The above sentence appeared in a meme (from the Power of Positivity’s page) on my Facebook news feed this morning (Aug. 2, 2018). A friend noted in her post that accompanied the meme that people poke fun because she takes lots of photos, but she’s glad to have them.
This meme totally resonates with me. From the time I was old enough to hold a camera, I have been behind it. I think I do a good job at capturing faces, places and things at family gatherings, on vacations and virtually anywhere else where friends and family gather.
My parents didn’t seem to mind my picture taking, either. My dad would take film to the grocery store and pick up the photos when they arrived. As I grew older, I followed suit. Some pictures made their way into albums complete with decor and captions, while others remain in the envelopes they arrived home in following development. Of course, others are displayed in picture frames.
During my upbringing, some relatives didn’t like their photos taken. Sadly, some are no longer on this earth, and not too many images of them exist. What we do have, however, we cherish.
Today’s photos appear more easily thanks to cellphones and digital cameras. Sharing them instantly with family and friends is also easier thanks to social media, texting and messaging. Photos can bring loved ones together across the miles. They allow people to celebrate and enjoy an event as if they are there. They enable us to preserve the memories of people, places, things, events and milestones.
Think of the many silly selfies your children take when they “hack” your phone. Delete them? Maybe some, but not all. Those silly little faces won’t always look so angelic or devilish. They will mature and change over the years.
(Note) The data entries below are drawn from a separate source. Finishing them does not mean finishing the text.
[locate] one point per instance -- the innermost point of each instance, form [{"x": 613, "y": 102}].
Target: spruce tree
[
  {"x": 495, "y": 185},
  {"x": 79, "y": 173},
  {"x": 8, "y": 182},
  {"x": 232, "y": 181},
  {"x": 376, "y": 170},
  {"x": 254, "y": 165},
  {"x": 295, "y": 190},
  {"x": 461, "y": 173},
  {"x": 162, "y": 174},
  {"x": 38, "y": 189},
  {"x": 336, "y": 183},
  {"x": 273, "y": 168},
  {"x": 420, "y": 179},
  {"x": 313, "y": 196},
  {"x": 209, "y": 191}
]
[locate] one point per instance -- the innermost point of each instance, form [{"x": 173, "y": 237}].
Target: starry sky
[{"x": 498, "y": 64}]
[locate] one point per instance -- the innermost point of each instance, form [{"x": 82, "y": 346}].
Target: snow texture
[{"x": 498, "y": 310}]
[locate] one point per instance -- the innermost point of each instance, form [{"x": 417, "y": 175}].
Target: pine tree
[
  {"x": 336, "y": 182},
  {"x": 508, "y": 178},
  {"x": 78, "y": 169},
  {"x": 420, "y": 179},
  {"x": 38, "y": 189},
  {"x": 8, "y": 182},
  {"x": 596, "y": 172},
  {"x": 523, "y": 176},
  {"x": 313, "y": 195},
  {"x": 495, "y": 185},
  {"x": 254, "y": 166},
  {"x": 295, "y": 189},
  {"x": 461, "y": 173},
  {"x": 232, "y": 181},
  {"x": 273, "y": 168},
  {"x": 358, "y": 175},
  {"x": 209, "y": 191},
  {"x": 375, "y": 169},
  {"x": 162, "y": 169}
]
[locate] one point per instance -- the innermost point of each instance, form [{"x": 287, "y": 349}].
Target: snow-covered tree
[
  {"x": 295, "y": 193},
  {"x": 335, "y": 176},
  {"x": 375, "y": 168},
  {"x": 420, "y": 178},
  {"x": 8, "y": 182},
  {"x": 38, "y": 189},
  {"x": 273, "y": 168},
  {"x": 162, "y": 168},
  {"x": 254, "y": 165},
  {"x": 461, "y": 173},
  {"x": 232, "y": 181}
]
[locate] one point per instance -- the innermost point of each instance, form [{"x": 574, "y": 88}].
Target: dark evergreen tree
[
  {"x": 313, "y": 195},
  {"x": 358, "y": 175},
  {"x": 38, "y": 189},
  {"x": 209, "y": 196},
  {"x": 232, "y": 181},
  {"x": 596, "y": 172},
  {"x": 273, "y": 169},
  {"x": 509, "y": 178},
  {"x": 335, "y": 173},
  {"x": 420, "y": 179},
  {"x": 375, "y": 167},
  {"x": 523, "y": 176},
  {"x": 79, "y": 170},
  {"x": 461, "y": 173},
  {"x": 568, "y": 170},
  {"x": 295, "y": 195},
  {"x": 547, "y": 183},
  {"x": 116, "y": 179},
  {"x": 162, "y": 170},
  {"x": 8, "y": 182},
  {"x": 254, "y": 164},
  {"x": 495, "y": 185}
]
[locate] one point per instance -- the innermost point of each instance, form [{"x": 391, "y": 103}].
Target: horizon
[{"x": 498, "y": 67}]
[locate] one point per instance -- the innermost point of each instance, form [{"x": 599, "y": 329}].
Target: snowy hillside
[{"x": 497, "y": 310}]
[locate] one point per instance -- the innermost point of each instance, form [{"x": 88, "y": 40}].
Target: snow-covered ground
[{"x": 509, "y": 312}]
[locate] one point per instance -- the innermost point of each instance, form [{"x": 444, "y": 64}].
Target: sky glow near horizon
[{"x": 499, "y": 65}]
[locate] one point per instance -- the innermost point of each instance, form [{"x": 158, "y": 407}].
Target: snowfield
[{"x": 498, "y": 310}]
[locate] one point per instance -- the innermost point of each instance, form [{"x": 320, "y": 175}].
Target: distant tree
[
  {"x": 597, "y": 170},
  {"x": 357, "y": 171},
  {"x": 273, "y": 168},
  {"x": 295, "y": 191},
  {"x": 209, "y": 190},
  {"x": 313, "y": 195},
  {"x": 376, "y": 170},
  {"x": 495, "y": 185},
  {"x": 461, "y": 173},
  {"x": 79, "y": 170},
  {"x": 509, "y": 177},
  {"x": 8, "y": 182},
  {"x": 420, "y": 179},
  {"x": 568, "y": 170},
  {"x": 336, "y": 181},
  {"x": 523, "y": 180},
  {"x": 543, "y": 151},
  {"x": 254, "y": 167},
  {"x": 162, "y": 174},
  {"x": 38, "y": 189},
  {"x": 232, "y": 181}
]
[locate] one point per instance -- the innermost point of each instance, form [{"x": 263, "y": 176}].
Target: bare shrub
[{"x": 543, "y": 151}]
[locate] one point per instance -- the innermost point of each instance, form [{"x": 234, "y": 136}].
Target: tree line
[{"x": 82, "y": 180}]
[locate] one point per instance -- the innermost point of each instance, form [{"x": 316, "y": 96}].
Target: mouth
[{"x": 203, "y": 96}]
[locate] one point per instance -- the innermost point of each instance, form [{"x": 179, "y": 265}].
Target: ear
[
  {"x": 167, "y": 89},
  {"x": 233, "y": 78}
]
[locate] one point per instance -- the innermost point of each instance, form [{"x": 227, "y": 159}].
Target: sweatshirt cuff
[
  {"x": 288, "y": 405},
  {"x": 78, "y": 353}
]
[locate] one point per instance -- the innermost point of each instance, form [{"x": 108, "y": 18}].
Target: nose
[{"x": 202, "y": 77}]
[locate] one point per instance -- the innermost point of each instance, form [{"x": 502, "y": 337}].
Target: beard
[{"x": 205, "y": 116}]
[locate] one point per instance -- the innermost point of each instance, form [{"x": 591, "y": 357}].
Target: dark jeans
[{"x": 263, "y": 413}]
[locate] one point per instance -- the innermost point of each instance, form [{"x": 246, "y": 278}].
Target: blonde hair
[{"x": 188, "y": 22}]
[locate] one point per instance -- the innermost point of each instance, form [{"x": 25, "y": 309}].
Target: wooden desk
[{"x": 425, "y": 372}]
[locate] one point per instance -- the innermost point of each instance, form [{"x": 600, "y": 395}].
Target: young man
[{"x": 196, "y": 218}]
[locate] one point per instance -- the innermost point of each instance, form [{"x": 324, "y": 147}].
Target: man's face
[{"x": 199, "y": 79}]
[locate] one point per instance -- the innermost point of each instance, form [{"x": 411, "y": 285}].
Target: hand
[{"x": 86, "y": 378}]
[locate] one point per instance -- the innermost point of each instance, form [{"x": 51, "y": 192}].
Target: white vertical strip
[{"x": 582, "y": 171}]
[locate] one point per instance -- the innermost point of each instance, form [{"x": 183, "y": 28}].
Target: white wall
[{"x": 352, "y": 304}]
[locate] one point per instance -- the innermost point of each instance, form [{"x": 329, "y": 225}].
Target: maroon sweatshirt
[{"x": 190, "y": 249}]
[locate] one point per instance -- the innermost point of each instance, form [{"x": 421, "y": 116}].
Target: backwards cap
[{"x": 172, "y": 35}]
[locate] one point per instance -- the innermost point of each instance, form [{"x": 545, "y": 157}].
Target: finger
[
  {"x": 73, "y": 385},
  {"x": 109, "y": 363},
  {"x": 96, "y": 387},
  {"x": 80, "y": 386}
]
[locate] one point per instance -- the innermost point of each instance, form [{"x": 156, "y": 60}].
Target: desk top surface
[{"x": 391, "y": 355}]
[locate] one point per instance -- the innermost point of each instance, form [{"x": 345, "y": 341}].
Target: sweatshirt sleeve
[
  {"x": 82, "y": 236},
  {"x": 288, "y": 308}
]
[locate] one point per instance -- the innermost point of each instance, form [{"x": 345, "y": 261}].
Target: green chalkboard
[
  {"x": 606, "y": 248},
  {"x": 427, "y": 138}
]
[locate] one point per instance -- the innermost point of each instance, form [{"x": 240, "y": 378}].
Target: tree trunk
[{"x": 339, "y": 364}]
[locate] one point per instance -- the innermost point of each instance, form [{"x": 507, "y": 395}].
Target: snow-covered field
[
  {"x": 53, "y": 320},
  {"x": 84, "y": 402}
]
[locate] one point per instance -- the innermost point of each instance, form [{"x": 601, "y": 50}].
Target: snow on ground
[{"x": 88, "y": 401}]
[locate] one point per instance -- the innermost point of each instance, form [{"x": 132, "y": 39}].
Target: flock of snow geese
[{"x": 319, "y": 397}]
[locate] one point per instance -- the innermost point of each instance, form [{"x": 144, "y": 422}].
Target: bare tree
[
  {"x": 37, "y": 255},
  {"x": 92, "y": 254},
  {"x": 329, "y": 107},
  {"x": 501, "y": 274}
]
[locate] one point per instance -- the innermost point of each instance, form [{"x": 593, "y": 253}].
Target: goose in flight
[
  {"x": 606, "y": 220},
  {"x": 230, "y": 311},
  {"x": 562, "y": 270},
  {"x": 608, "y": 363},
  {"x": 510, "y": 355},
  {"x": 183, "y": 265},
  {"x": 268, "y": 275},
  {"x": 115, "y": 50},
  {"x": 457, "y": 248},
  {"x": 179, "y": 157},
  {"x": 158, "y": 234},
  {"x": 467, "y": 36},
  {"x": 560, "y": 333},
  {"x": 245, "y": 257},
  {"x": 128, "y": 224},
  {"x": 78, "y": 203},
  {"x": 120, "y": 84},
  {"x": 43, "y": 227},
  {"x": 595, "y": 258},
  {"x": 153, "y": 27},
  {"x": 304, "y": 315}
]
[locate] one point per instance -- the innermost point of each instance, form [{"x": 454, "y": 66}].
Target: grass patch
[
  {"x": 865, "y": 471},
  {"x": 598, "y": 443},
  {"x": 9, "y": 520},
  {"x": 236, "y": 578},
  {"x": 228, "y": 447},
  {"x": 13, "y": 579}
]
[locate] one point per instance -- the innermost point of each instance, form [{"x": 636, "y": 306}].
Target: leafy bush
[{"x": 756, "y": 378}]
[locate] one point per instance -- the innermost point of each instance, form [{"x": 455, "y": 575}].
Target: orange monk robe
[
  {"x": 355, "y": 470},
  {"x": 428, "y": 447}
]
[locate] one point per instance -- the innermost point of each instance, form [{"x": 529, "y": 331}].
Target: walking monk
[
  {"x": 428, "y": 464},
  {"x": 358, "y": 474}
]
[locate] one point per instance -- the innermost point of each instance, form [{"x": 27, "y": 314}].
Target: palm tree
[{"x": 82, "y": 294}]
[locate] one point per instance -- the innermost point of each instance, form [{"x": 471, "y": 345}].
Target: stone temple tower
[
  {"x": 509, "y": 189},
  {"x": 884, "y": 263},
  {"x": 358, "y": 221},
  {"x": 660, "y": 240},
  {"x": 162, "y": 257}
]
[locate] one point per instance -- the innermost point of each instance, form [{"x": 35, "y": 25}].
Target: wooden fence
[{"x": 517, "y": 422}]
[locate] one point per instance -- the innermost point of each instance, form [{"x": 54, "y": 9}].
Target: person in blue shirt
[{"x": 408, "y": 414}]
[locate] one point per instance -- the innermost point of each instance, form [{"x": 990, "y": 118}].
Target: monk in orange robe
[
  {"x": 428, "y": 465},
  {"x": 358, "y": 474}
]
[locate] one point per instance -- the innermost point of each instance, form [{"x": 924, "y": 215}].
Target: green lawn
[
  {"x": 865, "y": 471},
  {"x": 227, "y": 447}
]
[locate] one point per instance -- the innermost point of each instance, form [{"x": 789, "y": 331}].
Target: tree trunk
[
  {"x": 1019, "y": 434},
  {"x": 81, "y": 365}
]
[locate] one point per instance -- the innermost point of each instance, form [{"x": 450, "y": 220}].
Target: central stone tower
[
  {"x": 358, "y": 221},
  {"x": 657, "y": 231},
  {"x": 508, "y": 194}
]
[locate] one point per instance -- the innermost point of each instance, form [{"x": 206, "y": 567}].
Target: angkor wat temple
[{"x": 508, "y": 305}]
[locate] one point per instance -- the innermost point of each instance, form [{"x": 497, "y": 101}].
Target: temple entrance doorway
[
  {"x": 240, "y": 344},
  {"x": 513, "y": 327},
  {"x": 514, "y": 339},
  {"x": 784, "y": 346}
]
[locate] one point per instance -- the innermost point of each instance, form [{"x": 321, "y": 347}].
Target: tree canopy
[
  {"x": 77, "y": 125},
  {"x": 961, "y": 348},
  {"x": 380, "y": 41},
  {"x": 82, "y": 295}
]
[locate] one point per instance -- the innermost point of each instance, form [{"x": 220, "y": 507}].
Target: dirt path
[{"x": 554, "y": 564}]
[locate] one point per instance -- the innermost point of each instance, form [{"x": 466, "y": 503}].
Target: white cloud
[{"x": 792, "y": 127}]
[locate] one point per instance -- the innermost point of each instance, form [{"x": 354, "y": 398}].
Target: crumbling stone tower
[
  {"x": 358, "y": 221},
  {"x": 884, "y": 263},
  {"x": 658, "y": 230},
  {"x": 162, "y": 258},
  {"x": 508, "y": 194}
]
To me, there is no such thing as too many photos — especially when it comes to family. Memories mean so much, and having them in print or saved in an e-cloud, on a disc or other technological device preserve images that might eventually stray from the mind, but the generations to come will always have so long as they are preserved. My kids might scoff at mom picking up the phone again to capture them in action — yes, working at a newspaper, I’ve learned unposed photos best capture the story! — but to me, it’s a part of their story. Our story.
The scrapbooking products company Creative Memories encouraged customers to “Leave a history, not a mystery.” It’s what I hope to do. So to those who love to capture memories and moments in picture format, keep snapping!